How is a FICO® score different from a VantageScore®?

FICO and VantageScore both provide widely-used credit reports to determine risk for lenders. However, they differ in the way they calculate these scores. FICO offers a bureau-specific score from either TransUnion, Experian or Equifax. This means each one could produce a separate score. 

VantageScore uses a single tri-bureau model which combines reports from each of the three credit bureaus. VantageScore was jointly developed by the credit bureaus themselves so all the data is combined for one score. 

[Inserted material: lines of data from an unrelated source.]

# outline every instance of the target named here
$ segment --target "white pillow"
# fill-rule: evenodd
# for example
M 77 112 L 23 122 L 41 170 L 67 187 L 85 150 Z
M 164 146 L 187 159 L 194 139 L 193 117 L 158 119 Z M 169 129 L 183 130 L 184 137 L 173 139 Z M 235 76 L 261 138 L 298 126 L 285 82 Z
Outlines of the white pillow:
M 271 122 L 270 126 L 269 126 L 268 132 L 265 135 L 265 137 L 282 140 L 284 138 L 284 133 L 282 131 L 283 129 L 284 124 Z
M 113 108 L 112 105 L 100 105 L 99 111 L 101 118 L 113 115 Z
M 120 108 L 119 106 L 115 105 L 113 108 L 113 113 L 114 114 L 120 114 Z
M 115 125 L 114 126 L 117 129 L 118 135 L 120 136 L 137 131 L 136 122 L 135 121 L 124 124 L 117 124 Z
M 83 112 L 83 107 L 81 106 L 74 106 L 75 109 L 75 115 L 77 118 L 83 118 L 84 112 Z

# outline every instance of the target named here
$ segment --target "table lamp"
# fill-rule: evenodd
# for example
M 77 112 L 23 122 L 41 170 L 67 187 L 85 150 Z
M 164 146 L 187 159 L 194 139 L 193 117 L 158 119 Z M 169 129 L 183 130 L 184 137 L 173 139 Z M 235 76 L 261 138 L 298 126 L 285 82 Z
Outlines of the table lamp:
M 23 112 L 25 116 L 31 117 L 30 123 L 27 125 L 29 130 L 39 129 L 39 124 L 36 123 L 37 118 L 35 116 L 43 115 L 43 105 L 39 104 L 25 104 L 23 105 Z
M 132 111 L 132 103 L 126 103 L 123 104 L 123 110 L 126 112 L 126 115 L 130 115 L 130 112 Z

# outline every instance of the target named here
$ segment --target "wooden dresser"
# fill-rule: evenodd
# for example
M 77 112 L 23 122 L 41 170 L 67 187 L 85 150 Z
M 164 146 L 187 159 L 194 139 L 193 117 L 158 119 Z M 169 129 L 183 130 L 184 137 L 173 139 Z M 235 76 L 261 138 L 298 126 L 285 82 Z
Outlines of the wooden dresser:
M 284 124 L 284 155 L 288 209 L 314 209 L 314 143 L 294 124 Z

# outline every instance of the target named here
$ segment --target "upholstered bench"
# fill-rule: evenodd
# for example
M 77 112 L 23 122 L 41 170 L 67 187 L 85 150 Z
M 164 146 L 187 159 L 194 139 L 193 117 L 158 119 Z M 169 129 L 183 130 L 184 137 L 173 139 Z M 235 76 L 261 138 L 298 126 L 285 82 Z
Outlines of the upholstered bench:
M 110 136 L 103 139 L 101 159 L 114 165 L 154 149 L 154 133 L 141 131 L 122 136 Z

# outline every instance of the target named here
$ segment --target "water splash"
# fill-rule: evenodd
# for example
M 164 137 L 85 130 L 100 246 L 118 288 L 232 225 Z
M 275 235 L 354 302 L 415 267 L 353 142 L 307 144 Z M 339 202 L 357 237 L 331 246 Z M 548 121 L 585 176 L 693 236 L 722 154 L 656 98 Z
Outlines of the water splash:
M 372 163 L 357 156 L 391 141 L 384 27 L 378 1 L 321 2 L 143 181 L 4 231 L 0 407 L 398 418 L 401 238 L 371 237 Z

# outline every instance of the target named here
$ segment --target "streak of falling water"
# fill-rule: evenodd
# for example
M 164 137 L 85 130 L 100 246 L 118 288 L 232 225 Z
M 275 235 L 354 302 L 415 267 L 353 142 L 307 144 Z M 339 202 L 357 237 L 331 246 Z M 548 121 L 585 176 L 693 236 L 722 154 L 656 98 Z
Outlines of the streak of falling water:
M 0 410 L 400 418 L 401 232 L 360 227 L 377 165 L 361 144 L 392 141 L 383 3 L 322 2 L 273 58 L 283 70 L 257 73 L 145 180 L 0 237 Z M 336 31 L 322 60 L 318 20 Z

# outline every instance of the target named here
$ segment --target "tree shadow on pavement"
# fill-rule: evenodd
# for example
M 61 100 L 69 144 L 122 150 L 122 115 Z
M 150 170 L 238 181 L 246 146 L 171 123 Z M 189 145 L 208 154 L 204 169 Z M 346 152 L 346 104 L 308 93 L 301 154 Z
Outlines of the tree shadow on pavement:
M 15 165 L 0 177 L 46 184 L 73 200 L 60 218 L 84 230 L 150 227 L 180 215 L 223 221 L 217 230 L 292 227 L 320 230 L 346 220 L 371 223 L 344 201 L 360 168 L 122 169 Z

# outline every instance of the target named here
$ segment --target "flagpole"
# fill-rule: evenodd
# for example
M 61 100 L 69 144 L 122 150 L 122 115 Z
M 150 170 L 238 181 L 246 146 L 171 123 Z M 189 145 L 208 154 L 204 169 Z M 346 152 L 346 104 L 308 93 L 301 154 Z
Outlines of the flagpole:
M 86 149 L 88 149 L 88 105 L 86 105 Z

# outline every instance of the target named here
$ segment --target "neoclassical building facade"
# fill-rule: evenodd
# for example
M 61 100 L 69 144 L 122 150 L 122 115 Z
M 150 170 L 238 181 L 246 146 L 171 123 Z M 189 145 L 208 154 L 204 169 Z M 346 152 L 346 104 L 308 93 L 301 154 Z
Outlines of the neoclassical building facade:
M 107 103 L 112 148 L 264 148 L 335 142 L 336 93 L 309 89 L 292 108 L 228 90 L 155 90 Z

What factors affect a FICO score?

FICO breaks the score down into five categories and assigns each a percentage. The percentage shows how important each category is in determining the FICO score. 

  • Payment history (35%): FICO looks at whether you have paid debts on time as late payments can lower your score. This is the most important factor in a FICO score as it’s the closest indication of payment behavior in the future.
  • Amounts owed (30%): The second most important aspect is how much you owe in existing debt. Having some debt already isn’t necessarily a bad thing, but FICO still looks at how much available credit you’re using. A high credit utilization rate could mean you are over-reliant on credit and are struggling to pay it off. 
  • Length of credit history (15%): FICO scores also look at how long you have had credit accounts, including the age of your oldest account. Having a longer credit history generally helps to increase your FICO score. However, you won’t necessarily have a low score if you’re new to credit. 
  • Credit mix (10%): FICO scores look at whether you have a mix of different credit types. For example, having a mix of credit cards, personal loans, mortgages or auto loans can help your score. 
  • New credit (10%): If you have opened several new credit accounts in a short space of time, this can ring alarm bells for lenders. This means that your FICO score could show you are at greater risk of defaulting. Having too much new credit (especially if you don’t have much credit history) appears risky to lenders. 

What makes a good FICO score?

The FICO model provides a score between 300 and 850. Anything between 800-850 is considered Exceptional. Scores between 740 and 799 are Very Good, those between 670 and 739 are Good and 580-669 is Fair. Anything under that is considered Very Poor. 

According to Experian, 67% of Americans have a Good FICO score or better. 

How to monitor your FICO score?

Some banks provide a free FICO score on your credit card statement. For example, Citibank and Bank of America both do this monthly. 

Alternatively, you can also pay for a FICO score if you can’t get a free one or want a different type of score. For a one-time report, you can head to the myFICO website and get a 1 bureau credit report for $19.95. To see your report at all three credit bureaus, it’s $59.85. 

myFICO also offers monthly subscription models for those who wish to keep a close eye on the credit report.